Les 30 et 31 juillet, les pages 165 et 166 de ce blog suivirent la tentative d'expulsion de Belgique d'une petite Colombienne. Cet exemple, parmi d'autres, démontrait que le Royaume n'hésite pas à bafouer sciemment la Convention des Droits des Enfants.

Outre les commentaires publiés en bas de page, ces communications provoquèrent deux catégories de réactions au moins. D'une part, la question de savoir pourquoi évoquer la politique appliquée en Belgique et non celle de la France - la République venant de se doter d'un Ministère (1) original en Europe et dont Simone Veil, elle-même, souhaita contester l'étiquette - ?  D'autre part, pourquoi se pencher ici sur cette actualité-là, au risque d'assimilations déplacées avec le passé, et notamment celui de la Shoah ?

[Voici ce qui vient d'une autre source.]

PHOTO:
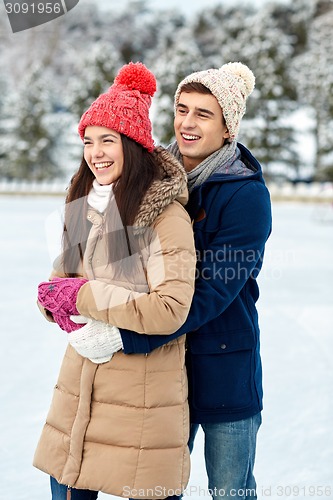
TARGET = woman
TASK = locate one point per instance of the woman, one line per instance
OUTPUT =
(117, 423)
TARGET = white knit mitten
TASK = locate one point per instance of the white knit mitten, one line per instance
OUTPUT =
(96, 340)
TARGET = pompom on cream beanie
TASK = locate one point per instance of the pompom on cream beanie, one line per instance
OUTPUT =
(231, 85)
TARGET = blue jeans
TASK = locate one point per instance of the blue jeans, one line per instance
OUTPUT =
(230, 449)
(60, 492)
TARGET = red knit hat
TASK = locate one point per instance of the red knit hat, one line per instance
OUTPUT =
(125, 106)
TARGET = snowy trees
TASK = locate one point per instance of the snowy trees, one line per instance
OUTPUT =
(313, 73)
(50, 74)
(29, 149)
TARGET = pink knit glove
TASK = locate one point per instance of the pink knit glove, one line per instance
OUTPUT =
(59, 297)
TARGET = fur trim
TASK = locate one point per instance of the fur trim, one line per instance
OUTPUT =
(162, 192)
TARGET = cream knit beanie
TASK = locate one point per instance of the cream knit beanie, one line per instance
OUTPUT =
(231, 85)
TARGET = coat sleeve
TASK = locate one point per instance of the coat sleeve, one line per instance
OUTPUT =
(231, 258)
(165, 308)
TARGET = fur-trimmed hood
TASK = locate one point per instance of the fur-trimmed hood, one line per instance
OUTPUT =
(172, 186)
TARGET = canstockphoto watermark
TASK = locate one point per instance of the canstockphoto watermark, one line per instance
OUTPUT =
(26, 14)
(198, 491)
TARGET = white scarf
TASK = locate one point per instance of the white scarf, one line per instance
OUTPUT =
(99, 196)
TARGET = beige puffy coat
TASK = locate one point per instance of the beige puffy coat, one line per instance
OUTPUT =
(122, 427)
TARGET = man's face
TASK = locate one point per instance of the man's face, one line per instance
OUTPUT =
(199, 127)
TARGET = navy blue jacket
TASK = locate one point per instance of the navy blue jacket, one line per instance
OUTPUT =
(232, 221)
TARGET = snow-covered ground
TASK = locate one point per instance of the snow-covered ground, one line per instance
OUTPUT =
(295, 443)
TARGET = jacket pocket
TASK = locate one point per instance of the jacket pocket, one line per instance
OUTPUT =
(222, 370)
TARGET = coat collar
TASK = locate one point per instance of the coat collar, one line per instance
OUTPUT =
(172, 186)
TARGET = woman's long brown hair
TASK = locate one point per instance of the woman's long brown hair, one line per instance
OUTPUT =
(140, 169)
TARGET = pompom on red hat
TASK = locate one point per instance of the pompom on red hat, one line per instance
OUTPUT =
(125, 106)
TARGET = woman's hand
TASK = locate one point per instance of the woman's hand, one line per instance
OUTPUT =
(58, 298)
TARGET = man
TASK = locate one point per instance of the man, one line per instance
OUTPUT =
(231, 210)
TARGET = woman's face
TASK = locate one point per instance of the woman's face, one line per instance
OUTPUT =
(103, 152)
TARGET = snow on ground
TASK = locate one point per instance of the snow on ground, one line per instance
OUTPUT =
(295, 443)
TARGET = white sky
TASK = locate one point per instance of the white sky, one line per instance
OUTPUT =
(186, 6)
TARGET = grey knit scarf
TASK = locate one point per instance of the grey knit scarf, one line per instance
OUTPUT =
(220, 158)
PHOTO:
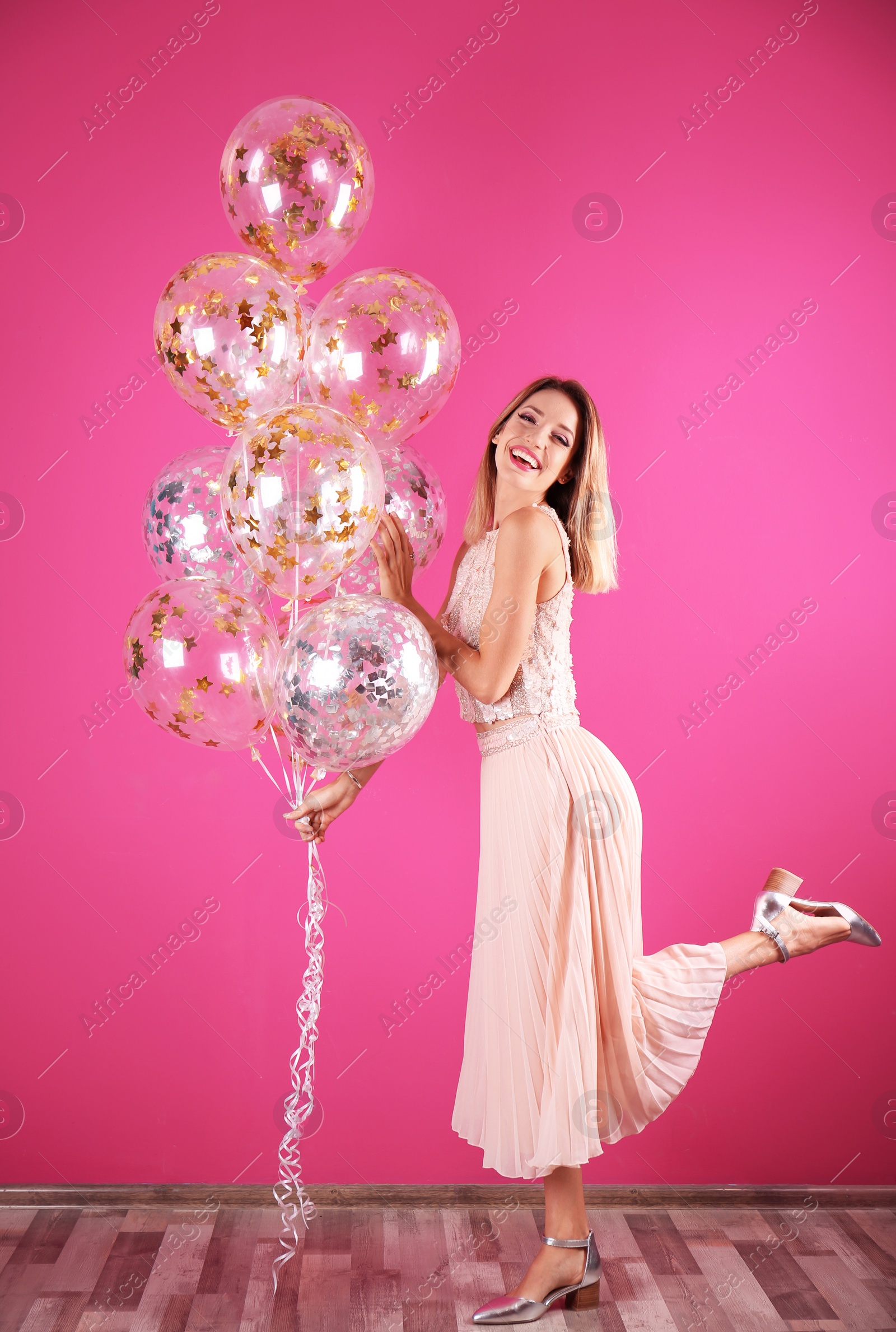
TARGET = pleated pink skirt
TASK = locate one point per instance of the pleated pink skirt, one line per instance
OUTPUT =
(573, 1037)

Pour répondre à la première série de remarques, et parce qu'importent d'abord des documents et des témoignages originaux, voici un article de "L'Ardennais" paru dans son numéro du 7 septembre. Les conditions dans lequelles sont pensées, prévues et organisées les expulsions depuis le département, sont décrites par le directeur de cabinet de la préfecture des Ardennes.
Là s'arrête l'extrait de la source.